The food-centered culture of Italy can make it difficult to find vegan options, especially if you’re traveling. You’re likely to dine out for most meals (unless you choose self-catering accommodations) and the menu will often be a mystery. However, Italians are usually well-versed in the concept of vegetarianism and are willing to make changes if you ask nicely.
That said, it’s best to approach each restaurant with an open mind and work with your server to build a meal you can enjoy. They want you to be satisfied!
As you head further south within the country, you’ll find that many traditional dishes are naturally vegan. Orecchiette and cavatelli are delicious examples of flour and water pastas that are easily made vegan. And risotto can also be veganized by omitting the cheese.
Polenta is another classic dish that you’ll find throughout the country. Traditionally, it is served as the first course of an Italian meal. It’s a hearty, thick stew/soup type concoction that contains beans, diced vegetables and oregano. However, you may find that some restaurants add in meat or lard which makes it non-vegan. So, be sure to check the menu carefully before ordering!
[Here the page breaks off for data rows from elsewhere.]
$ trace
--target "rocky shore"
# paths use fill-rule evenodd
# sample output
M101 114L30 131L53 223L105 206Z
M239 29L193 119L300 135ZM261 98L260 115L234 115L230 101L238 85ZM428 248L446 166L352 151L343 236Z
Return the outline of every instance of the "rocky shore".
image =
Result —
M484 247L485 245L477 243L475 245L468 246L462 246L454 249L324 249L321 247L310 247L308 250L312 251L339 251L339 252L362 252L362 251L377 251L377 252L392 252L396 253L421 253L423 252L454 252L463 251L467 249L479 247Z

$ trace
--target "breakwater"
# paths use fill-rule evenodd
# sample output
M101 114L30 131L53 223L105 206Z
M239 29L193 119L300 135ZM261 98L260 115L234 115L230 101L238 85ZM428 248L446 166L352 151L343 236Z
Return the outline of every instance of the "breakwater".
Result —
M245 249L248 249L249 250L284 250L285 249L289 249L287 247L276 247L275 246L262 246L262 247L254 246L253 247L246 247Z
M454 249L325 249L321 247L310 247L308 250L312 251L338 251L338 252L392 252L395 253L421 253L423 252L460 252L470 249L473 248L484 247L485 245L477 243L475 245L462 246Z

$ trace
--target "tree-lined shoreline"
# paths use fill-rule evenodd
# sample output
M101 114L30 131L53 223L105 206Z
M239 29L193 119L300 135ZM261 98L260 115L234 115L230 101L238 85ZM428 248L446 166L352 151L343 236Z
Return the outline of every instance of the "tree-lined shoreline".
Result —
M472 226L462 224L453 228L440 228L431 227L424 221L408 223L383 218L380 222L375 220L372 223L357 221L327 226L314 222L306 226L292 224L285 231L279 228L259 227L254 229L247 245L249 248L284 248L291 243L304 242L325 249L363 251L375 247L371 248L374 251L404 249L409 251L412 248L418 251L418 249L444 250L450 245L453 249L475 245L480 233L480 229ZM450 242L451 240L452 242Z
Other popular vegan dishes include fennel, orange and olive salad or panzanella with arugula. In terms of side dishes, grilled porcini mushrooms are always a great choice and can be ordered as a replacement for a meat entree.
Sicily is a fascinating region that’s well worth exploring. In particular, Matera is an incredible UNESCO World Heritage site where you’ll find houses built into caves. It was even used as the set for Mel Gibson’s Passion of Christ!
Benevento is another destination that you should consider visiting. This city is famous for its history of witches and is also the home to Strega Alberti, a unique herbal liqueur. The enchanting city is full of ancient architecture and pretty gardens to explore. It’s a great place to relax and get away from the hustle and bustle of larger Italian cities.
The city of canals and bridges is also home to some of the best vegan food in Italy. From seitan and polenta dishes to eggplant lasagna and vegan tiramisu you can find it all here. The trick is to look in the contorni (side dish) section of the menu for the veggie options. And don’t be afraid to ask your server for suggestions if you can’t find anything you want. Italians are very accommodating to dietary restrictions and will often go out of their way to please you.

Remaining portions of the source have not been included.